On Fri, May 6, 2011 at 7:11 PM, Jeff Darcy
<address@hidden> wrote:
On 05/05/2011 04:23 PM, Edward Shishkin wrote:
> The straightforward solution is to serialize read-modify-writes.
> I wonder if GlusterFS has any per-file serialization means,
> that would allow to resolve this problem. Or maybe there are
> possibilities to create such means. Any hints would be highly
> appreciated.
At a first approximation, you could just wrap the read-modify-write in
POSIX locks. That would conflict with other uses of POSIX locks, though,
and might not address the issue of "self-conflict" induced e.g. by some
of the performance translators issuing parallel writes to the same fd.
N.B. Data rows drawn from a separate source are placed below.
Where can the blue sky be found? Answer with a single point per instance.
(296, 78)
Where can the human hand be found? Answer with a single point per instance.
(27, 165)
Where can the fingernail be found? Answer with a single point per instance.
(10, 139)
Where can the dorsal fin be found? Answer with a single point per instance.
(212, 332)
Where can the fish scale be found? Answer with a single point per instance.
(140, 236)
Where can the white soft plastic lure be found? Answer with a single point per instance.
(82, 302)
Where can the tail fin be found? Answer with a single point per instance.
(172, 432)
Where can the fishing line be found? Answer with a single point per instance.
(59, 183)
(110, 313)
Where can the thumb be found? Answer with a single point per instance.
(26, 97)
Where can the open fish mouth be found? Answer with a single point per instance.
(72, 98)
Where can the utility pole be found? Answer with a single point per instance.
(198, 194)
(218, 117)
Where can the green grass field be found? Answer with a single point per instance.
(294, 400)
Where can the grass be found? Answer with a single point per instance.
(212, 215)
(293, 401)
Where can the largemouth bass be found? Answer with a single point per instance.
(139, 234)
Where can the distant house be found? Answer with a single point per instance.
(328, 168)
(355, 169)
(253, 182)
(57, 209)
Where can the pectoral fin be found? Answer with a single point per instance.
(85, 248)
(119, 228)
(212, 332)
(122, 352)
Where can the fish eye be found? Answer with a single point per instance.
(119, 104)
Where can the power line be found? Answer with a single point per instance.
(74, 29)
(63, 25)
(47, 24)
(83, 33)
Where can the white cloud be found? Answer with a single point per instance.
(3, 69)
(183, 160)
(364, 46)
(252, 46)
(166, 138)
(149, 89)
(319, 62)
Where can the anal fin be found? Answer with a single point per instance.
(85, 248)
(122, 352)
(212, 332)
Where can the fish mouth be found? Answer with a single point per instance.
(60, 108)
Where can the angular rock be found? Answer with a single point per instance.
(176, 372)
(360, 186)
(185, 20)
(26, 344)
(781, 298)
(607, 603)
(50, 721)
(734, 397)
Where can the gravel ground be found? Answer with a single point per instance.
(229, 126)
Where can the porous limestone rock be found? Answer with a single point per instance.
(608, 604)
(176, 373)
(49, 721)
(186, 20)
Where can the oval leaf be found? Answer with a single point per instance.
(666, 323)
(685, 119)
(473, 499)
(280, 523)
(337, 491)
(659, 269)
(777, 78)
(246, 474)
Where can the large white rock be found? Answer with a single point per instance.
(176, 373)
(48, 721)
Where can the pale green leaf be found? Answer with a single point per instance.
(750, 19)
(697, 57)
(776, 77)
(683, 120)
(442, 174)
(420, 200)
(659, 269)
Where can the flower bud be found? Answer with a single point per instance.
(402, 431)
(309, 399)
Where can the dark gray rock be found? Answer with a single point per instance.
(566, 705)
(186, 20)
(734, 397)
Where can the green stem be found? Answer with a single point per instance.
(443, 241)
There is an "oplock" translator in CloudFS which was co-developed with
the encryption translator you're working on and which attempts to
provide the necessary conflict detection without scalability-destroying
serialization. The code does need some improvement, though, as has been
discussed on the cloudfs-devel thread you started at
https://fedorahosted.org/pipermail/cloudfs-devel/2011-May/000038.html.
In particular, we need to address not just race conditions but also e.g.
forward-progress guarantees, and (as I said in that thread) I think
judicious use of server-side request queuing is the way to do that.
You could also look at inodelk() FOP which gets serviced by the locks translator. inodelk() uses a domain based lock space (domain name could be your subvolume name) and is isolated from user application's POSIX fcntl based locks.
Avati